My primary goal for this assignment was to learn Voyant’s functionality, but I also wanted to understand how I might be able to use it in my current work. Over the past year I have supported faculty members at Hostos Community College who are building textbooks with Open Educational Resources (OER). Most of the faculty I have supported need assistance finding appropriate content or a satisfactory amount of content for their texts. They often get through 50-75% of the book on their own, and then need help identifying openly licensed content for gap areas or help identifying chapters that are sparse. I wondered if it would be helpful to faculty to create a corpus for the complete book and each chapter of their book, and then compare to their syllabus or course objectives.
For the sake of this assignment I chose to use a textbook for EDU 105: Social Studies for Young Children, one on which I am currently working. I decided to look at how the text of the syllabus — which included course objectives and weekly topics — compared to the content of the course material the professor wrote. To do so, I created one corpus of content for the textbook — with each section a separate document — and one corpus for the syllabus. For each I copied and pasted content from their respective websites (the books are built in LibGuides and syllabus is in Google Drive) into the “Add Texts” window on the home page. I found it very usable and straightforward.
Here is a view of the textbook corpus with the default dashboard:
Here is a view of the syllabus corpus with the default dashboard:
I primarily looked at the “cirrus” word cloud, term count, and links tools for my review, and asked the following questions:
- What are the most visually prominent words (based on term frequency in the content), and do they give me an idea of what the class covered?
- Textbook: Overall I would say that it did, but I needed to use a combination of tools for the complete picture. While the “cirrus” world cloud gave me a quick visual on the most common words, I could not create two-word phrases, like social studies or early childhood. “Social” and “Studies” were separate, so it wasn’t obvious that the class was about social studies. However, when I looked at the terms tool, I could see “social” and “studies” stacked together. As the second and third most common words. I could also see the link between “social” and “studies” with the link tool. Early Childhood did require that I scroll down through the list to understand that the course was for teachers of younger children, but I understood enough of what the course was about. I would say that the links tool was the best reflection of the class content (see image below).

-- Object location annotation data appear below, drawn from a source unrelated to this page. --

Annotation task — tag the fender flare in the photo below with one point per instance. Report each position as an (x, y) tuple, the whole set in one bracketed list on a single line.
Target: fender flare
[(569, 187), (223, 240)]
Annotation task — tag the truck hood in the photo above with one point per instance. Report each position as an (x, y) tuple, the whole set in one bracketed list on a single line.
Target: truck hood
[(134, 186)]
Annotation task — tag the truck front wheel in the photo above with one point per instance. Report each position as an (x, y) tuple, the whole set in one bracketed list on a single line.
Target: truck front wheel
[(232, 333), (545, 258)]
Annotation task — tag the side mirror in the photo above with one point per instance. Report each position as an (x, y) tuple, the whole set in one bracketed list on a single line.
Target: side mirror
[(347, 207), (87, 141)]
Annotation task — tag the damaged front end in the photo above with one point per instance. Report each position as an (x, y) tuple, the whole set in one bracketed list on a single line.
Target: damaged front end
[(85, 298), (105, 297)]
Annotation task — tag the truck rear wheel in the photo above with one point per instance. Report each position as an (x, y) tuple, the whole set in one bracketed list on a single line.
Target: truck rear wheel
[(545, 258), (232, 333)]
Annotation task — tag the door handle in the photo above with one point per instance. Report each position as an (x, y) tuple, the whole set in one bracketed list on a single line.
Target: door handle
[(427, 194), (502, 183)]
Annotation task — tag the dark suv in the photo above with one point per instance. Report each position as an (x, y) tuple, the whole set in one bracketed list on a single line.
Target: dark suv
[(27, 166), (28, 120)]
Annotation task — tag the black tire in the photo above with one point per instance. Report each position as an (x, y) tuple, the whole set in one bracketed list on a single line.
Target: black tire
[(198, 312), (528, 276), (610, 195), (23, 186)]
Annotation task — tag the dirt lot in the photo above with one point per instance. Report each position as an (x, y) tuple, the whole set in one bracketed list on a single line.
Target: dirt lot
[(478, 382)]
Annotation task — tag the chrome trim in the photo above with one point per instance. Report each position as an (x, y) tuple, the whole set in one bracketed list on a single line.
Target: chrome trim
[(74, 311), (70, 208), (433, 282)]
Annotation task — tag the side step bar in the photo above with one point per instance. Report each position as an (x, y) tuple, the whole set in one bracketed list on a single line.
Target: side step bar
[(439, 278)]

- Syllabus: Regardless of the tool, the syllabus could have been appropriate for most courses. However, if this syllabus was compared to a syllabus for a course outside of the Education department, it is likely that it would be evident that it was for an education course.
The Summary tool was actually a good complement to the visual tools, because I was able to see the most frequent words (social, studies, students) and distinctive words per document (chapter).
- Did the scope of terms in the textbook content match the syllabus?
- The textbook terms covered all of the identified topics and goals in the syllabus, and was more specific. I found the Terms tool to be most helpful for this comparison, but once I realized that Voyant wasn’t great with the syllabus I actually compared the visualization for the textbook to the syllabus word document outside of Voyant.
- I hoped that comparing these two would show gaps in the content, but none of the tools I used helped with this evaluation.
- Are any chapters more content-rich than others?
- The Reader and Summary tools was superficially helpful for this. For example, the Reader tool showed a colored bar per document, so I could see which documents (in my text these are chapters) had more words. The Summary tool counted the number of words.
- This would not work for pages with a number of links to websites with additional reading, nor would it work for other media, like videos and images, which this textbook included.
I intent to continue exploring the following:
- How can I exclude what I consider to be false results? By this I mean common terms in all documents but distract from what I am reviewing? This is beyond stop words.
- Can I hide and reveal documents to compare subsets, or do I need to create a different corpus for each grouping?
- Would the visualizations change if I flattened multiple documents into one as opposed to multiple documents?
- Is it possible to see the syllabus and the textbook documents in parallel in the same screen?